Do you happen to have a link to the rust trouble with thread locals?
Not sure what you mean here. Here's the implementation of thread local destructors in Rust's standard library if that's relevant.
Are you sure about mingw / GNU not supporting that section? I don't see a fallback path for GNU in Rust's standard library. It's kind of MSVC 6 or UCRT based anyway.
Well, to be sure, I tried it with Compiler Explorer: https://godbolt.org/z/4Gv9qdGKK
Unfortunately, MSVC binary execution is not supported on CE. However, compiling & running locally, the output/return code is 1, implying the "thread callback" was executed.
Binary execution is supported for MinGW gcc and clang cases and can be seen directly in CE. It is, in both cases, 0 - ie the callback didn't run.

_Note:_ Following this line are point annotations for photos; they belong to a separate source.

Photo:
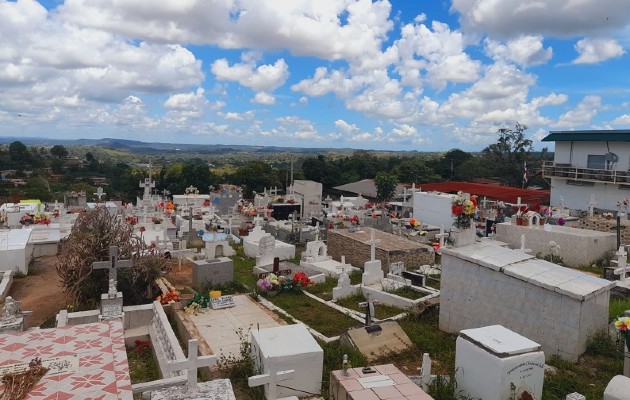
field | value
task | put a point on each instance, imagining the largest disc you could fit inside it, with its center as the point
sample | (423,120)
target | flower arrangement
(41,219)
(464,210)
(269,283)
(622,324)
(168,297)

Also unsurprisingly, enabling warnings for unknown pragmas reports the #pragma comment
s.
It seems to work if you properly specify the segment with __attribute__((section(".CRT$XLB")))
.
Nice -- yes, I think as long you link with the UCRT (the microsoft shared libc) and emit the right linker sections it should work as I think it is eventually just the UCRT that will inspect the linker sections and call the functions in there. It won't work with other libc's though but I guess none exist for Windows (?). As such, this technique should work robustly as well I think, especially if Rust uses it as well :-)
(I wont switch (yet) to this solution for now though -- maybe it won't work with older libc's before UCRT, and I would need to test more as it might change when the tls exit functions are called relative to the FlsAlloc solution.)
(also, I wonder how the UCRT is able to call the TLS exit routines reliably... it must somehow be notified as well ? Ah, I guess UCRT is always a dynamically linked and thus gets DLL_THREAD_DETACH messages.. it would be good to check how this works though)
I am going to close this issue, but thanks for the in-depth analysis!
(I wont switch (yet) to this solution for now though -- maybe it won't work with older libc's before UCRT, and I would need to test more as it might change when the tls exit functions are called relative to the FlsAlloc solution.)
I know this issue is closed but wanted to chime in and confirm that this technique does work on older libc, all the way back to MSVCRT 7 at least.
I use it in a fork of mimalloc that's embedded into a project that is used in an MMORPG client that for legacy reasons, still has a few users running Windows XP (!). Since we use mimalloc as our primary allocator, rather than maintain two builds I patched mimalloc to work on XP by replacing the FLS usage with the _tls_callback method, and verified that the callbacks do indeed execute on a real XP machine.
It's actually slightly cleaner because _tls_callback isn't called on the main thread, so mimalloc doesn't need to jump through hoops to avoid calling _mi_thread_done on the main thread (issue 208). But it may limit compiler support because of the need to emit a special section.
Changeset against 2.0.6: https://github.com/Number5ix/cx/commit/0090303599fed15d9310ddf3b6531420755f049c
prim.c only changes for 2.1.2: https://github.com/Number5ix/cx/commit/79e8605ac4844b186059cce2973761fb7bc206bc
Obviously I don't expect anything like that to be supported upstream since... yeah... it's XP 😉. But thought you might be interested to know.
(also, I wonder how the UCRT is able to call the TLS exit routines reliably... it must somehow be notified as well ? Ah, I guess UCRT is always a dynamically linked and thus gets DLL_THREAD_DETACH messages.. it would be good to check how this works though)
To that point... I have no idea. We statically link both mimalloc and the C runtime on the 32-bit XP compat build (v141_xp toolchain) and it still works somehow.
On Windows, mimalloc uses fiber locals to detect the end of a fiber, then uses that to free the thread local heap, instead of freeing the thread local heap when the thread ends.